The analysts believe that the sooner the sale is made, the better for all concerned -- especially the employees of Caesars World.

"How good can you feel if you know you're the unwanted stepchild?" said Wolfe. "How do you like it when Starwood decides to reinvest dollars and the money goes first to Sister Westin and then to Brother Sheraton?"

Westin and Sheraton are two of Starwood's hotel brands.

"Caesars is clearly up for sale, and whenever a corporate entity makes an announcement like that, it tends to act quickly to avoid employee unrest and bad morale," said Anders. "Caesars World has already lost the head of its Atlantic City casino to Mirage, and another top executive left to go to MGM.

"Right now, Caesars is in a holding pattern and that's not good for its employees, especially when there are new properties willing to hire the best and brightest."

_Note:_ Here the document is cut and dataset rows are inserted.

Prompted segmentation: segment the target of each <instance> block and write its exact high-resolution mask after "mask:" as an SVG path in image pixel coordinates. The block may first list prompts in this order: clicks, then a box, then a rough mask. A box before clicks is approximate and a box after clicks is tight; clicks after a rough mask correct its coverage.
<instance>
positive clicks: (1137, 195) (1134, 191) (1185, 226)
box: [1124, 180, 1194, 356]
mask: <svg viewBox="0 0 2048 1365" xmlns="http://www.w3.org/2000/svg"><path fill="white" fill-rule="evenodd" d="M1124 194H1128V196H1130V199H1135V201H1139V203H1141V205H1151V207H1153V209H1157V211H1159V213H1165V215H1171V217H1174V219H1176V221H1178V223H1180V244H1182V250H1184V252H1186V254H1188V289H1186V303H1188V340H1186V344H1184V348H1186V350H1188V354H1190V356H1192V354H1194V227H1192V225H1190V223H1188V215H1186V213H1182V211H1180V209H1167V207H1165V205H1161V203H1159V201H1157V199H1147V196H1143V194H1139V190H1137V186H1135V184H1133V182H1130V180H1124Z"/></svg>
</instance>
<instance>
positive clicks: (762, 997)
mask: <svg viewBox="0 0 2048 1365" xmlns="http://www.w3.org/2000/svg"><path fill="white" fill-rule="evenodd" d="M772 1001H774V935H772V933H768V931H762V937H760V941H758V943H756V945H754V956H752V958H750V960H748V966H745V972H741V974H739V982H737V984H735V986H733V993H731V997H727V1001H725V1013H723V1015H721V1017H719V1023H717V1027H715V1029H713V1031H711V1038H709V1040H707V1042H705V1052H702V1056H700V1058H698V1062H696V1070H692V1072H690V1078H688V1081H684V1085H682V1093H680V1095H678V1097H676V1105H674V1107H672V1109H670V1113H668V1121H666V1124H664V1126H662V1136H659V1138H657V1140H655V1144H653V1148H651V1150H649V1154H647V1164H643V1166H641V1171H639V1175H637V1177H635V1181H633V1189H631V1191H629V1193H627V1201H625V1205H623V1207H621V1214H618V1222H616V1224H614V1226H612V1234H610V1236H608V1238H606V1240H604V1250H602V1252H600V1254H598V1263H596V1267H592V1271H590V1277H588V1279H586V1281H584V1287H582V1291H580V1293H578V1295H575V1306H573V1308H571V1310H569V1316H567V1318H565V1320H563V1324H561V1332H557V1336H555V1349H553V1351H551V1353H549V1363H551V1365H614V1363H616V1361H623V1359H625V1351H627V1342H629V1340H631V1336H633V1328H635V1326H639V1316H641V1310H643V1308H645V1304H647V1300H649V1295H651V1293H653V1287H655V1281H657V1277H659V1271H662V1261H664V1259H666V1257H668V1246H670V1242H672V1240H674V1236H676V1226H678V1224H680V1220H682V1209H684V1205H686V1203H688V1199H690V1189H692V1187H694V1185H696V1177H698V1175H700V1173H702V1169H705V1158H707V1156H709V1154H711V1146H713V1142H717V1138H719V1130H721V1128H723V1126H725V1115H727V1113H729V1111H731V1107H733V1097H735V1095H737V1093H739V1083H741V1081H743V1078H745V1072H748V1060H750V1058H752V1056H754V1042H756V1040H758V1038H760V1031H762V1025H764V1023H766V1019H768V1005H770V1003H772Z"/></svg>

It isn't certain whether the Desert Inn, which has failed to produce a positive return on investment despite a recently completed renovation, would be part of the deal. But Wolfe said that might not necessarily be a deterrent.

"Steve Wynn likes to develop, and there's about 35 acres of vacant land plus the golf course involved in the Desert Inn," he said. "From Arthur Goldberg's standpoint, even if he doesn't want to develop, he's a value guy and would be buying some good land that could be swapped at some point.

"The bottom line is that Caesars is still one of, if not the highest, recognized names in the gaming business," Wolfe said. "It has tremendous value.

"That in itself won't necessarily translate to a successful purchase. It will come down to maintaining the physical plant and executing the right service strategy. And Mirage's service is second to no one."